A third soldier, a serviceman, had been hit in the upper body. He expressed pain as doctors laid him on a medical cot, removed a stained bandage and treated his two-day-old injury from fragments. Wrapped in a thermal sheet, he borrowed a mobile phone to ring his family member. “A fragment of mortar hit me. The cause was a ricochet. My condition is stable,” he informed her. What were his plans now? “To get better. That will take a few months. Subsequently, to return to my unit. Someone has to protect our nation,” he said.

Medical staff treat the wounded soldier, who was hit in the dorsal area by a fragment of artillery shell.

Over the past years, enemy forces has consistently attacked medical centers, health facilities, obstetric units and ambulances. According to human rights groups, 261 medical personnel have been killed in nearly two thousand attacks. This subterranean hospital is built from four steel bunkers, with timber beams, earth and sand placed above up to ground level. It can withstand direct hits from large-caliber projectiles and even multiple 8kg TNT charges dropped by aerial means.

A major steel and mining company, which financed the building, plans to erect twenty facilities in total. A senior official of Ukraine’s security agency and ex- defence minister, Rustem Umerov, declared they would be “critically essential for saving the survival of our armed forces and assisting troops on the frontline.” The organization described the initiative as the “largest-scale and demanding” it had undertaken after Russia’s invasion.

One of the facility's surgical rooms.

The surgeon, said certain injured soldiers had to wait hours or even multiple days before they could be transported due to the danger of air assaults. “We had two severely injured patients who came at 3am. It was necessary to perform a double amputation on one of them. His bleeding control device had been applied for such an extended period there was no other option.” How did he cope with traumatic surgeries? “I’ve been healthcare for 20 years.

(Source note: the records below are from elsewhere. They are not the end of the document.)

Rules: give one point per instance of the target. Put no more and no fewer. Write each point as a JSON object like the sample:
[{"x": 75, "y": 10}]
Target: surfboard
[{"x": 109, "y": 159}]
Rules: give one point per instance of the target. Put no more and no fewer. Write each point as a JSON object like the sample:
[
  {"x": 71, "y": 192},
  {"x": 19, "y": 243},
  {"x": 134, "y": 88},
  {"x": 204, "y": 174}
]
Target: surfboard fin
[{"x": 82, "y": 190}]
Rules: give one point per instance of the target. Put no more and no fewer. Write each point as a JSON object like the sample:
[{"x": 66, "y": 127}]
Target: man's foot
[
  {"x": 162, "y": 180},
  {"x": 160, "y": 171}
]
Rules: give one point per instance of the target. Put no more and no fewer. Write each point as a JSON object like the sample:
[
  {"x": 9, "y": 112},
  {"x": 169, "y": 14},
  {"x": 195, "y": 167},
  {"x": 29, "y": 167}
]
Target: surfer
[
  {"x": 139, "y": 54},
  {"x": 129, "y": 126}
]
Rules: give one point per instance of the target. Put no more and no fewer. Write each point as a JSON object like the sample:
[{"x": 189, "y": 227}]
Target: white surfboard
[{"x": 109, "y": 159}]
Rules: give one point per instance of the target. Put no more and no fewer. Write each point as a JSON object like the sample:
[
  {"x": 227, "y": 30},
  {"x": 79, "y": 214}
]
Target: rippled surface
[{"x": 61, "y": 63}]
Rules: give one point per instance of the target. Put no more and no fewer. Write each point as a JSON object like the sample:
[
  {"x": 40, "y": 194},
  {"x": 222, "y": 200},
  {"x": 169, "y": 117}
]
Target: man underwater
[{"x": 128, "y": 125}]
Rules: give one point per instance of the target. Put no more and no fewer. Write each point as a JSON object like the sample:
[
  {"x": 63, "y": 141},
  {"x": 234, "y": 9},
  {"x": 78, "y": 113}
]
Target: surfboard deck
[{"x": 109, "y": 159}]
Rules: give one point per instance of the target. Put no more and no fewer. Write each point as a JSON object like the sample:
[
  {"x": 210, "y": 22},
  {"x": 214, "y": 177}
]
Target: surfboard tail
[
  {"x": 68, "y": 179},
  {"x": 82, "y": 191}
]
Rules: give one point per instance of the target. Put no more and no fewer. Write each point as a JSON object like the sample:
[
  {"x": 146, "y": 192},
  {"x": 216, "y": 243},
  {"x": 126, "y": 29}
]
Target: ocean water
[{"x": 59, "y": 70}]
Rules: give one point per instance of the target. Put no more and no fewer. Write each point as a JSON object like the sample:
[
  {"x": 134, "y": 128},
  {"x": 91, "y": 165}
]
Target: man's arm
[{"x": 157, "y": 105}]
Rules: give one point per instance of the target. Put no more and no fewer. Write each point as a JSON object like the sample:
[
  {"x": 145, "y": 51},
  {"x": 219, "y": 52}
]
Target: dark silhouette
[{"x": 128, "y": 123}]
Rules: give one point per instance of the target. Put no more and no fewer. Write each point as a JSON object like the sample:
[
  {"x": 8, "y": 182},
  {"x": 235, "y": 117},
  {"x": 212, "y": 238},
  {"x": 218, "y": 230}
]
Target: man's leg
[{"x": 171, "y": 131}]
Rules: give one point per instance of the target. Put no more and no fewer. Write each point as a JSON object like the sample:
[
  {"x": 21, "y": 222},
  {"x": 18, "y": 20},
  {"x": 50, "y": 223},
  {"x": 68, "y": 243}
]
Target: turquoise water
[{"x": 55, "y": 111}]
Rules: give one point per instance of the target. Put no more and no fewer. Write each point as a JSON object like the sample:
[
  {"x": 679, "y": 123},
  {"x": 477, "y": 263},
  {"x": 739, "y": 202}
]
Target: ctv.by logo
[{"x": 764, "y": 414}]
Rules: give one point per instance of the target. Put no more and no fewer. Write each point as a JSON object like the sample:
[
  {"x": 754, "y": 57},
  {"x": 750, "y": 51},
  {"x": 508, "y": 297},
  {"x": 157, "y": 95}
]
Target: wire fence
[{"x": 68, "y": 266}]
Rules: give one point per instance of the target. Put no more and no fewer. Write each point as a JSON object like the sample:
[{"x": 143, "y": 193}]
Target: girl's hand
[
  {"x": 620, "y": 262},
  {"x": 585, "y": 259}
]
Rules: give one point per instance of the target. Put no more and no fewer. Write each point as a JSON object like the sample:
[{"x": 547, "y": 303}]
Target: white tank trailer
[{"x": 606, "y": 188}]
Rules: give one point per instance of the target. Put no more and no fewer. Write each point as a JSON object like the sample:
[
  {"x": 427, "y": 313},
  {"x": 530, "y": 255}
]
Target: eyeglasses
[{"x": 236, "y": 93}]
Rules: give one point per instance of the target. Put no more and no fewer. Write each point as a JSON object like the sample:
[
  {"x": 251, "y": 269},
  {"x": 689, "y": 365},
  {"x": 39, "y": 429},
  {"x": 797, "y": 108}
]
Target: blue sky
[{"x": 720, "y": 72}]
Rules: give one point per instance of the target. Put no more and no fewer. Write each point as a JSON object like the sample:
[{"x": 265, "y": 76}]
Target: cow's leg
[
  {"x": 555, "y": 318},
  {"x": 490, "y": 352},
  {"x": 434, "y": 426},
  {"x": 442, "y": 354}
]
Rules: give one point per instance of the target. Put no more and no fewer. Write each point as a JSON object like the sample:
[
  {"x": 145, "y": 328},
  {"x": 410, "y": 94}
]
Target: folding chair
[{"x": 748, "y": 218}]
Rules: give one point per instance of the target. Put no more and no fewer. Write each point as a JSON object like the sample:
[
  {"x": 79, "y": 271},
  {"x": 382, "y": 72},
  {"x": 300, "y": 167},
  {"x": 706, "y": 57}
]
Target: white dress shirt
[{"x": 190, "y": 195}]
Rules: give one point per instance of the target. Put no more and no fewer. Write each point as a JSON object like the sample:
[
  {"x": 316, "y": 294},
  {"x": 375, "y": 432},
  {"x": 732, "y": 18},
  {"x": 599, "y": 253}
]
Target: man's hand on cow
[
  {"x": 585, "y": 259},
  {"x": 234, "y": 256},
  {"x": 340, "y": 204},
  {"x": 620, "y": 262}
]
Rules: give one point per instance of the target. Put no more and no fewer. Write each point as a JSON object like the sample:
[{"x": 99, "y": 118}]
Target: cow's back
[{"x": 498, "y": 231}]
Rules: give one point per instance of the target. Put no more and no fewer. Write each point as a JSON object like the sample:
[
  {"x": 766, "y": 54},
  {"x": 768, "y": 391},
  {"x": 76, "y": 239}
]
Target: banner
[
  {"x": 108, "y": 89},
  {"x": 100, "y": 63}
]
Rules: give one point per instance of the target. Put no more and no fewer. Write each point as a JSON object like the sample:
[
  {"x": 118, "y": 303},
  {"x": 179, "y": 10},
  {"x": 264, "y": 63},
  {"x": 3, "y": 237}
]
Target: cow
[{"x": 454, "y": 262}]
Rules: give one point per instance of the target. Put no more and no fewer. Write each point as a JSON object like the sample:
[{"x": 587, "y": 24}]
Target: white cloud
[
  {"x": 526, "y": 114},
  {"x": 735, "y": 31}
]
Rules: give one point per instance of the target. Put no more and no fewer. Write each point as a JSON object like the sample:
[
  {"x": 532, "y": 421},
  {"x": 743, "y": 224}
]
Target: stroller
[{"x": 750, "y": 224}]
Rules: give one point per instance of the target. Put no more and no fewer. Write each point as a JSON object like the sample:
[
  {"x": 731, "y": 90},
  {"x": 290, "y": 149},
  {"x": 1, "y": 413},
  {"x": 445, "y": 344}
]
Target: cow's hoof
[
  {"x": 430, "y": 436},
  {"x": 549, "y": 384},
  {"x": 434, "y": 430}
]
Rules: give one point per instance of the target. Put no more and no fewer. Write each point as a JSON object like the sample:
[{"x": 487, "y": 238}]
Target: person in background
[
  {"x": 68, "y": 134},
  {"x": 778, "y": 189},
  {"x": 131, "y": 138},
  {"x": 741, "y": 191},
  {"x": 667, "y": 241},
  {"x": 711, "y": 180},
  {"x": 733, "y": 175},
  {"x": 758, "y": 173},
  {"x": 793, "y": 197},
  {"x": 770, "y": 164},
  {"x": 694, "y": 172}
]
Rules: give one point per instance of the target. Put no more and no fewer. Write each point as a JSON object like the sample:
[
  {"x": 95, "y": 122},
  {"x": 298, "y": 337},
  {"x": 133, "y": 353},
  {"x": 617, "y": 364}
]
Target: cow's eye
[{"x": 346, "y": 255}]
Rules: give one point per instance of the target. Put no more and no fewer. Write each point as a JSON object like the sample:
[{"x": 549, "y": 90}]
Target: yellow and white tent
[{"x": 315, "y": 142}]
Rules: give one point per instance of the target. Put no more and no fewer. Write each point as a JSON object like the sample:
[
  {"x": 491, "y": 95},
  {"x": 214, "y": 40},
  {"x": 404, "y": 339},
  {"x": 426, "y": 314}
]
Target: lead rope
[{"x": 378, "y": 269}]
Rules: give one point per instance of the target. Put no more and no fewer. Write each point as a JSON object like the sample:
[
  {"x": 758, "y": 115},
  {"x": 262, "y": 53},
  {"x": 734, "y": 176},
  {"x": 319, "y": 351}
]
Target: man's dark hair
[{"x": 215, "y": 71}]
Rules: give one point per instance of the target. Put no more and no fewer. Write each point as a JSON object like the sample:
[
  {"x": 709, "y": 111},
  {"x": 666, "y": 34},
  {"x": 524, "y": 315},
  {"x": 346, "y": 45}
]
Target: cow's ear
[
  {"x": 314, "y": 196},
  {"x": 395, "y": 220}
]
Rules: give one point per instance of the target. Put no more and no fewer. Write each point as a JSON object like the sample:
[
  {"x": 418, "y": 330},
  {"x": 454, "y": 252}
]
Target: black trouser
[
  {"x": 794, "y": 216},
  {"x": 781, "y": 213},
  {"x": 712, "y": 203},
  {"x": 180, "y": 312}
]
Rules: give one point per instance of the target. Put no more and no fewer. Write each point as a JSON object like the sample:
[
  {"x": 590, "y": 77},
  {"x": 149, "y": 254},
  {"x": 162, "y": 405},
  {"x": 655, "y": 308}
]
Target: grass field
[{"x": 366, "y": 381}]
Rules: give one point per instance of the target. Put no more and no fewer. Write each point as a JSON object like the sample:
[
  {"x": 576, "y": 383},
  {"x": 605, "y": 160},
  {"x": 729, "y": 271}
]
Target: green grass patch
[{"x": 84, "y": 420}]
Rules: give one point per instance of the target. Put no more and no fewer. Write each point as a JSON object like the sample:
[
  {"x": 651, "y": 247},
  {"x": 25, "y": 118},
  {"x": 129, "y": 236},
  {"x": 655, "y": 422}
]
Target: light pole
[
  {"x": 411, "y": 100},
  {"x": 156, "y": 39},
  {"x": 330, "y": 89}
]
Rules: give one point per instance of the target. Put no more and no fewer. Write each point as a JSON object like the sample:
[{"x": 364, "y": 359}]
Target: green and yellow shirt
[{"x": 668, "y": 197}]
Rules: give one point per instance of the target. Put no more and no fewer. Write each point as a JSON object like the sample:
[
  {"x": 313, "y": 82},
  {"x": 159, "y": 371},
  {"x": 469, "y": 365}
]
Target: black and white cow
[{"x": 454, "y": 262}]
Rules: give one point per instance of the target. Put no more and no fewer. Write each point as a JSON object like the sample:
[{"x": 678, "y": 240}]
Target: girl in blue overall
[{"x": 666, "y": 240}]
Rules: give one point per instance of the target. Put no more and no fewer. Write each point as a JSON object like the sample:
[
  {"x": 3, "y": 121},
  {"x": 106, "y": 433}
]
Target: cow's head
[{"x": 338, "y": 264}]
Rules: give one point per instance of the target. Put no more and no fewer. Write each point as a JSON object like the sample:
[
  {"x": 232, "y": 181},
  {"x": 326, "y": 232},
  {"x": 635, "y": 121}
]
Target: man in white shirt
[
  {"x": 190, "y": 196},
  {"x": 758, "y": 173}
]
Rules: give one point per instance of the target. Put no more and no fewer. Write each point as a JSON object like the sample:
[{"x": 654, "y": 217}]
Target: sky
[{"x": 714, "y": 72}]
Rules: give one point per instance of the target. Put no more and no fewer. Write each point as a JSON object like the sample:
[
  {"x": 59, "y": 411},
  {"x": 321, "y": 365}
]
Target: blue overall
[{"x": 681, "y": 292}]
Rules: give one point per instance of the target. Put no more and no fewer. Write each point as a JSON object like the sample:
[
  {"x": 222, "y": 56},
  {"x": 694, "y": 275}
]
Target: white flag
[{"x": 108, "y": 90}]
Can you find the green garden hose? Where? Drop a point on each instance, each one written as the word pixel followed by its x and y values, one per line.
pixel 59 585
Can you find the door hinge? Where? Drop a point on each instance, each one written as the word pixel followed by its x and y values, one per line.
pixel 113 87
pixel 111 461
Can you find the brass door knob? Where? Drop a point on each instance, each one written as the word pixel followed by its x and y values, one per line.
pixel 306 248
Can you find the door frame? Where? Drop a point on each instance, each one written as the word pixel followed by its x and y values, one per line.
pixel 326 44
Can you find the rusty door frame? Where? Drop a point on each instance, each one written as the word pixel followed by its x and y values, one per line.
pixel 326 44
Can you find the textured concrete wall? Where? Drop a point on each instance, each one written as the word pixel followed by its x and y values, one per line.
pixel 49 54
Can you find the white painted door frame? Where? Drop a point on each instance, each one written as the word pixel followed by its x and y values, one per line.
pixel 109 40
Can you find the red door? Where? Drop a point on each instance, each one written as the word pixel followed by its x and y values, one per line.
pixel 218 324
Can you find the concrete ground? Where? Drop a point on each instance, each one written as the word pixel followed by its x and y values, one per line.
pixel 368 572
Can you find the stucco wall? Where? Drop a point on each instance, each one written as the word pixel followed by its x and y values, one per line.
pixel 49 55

One must focus,” he said.

Orderlies transported Mykolaichuk up the tunnel and into an ambulance. The transport was parked under a bush. He and the other soldiers were transferred to the city of a major city for additional medical care. The underground medical team took a break. The hospital’s ginger cat, Vasilevs, padded toward the doorway to await the incoming patients. “Our facility operates active 24 hours a day,” Holovashchenko stated. “It doesn’t stop.”

Shannon Smith
Shannon Smith

Elara Vance is a tech writer and innovation strategist passionate about exploring disruptive ideas and future trends.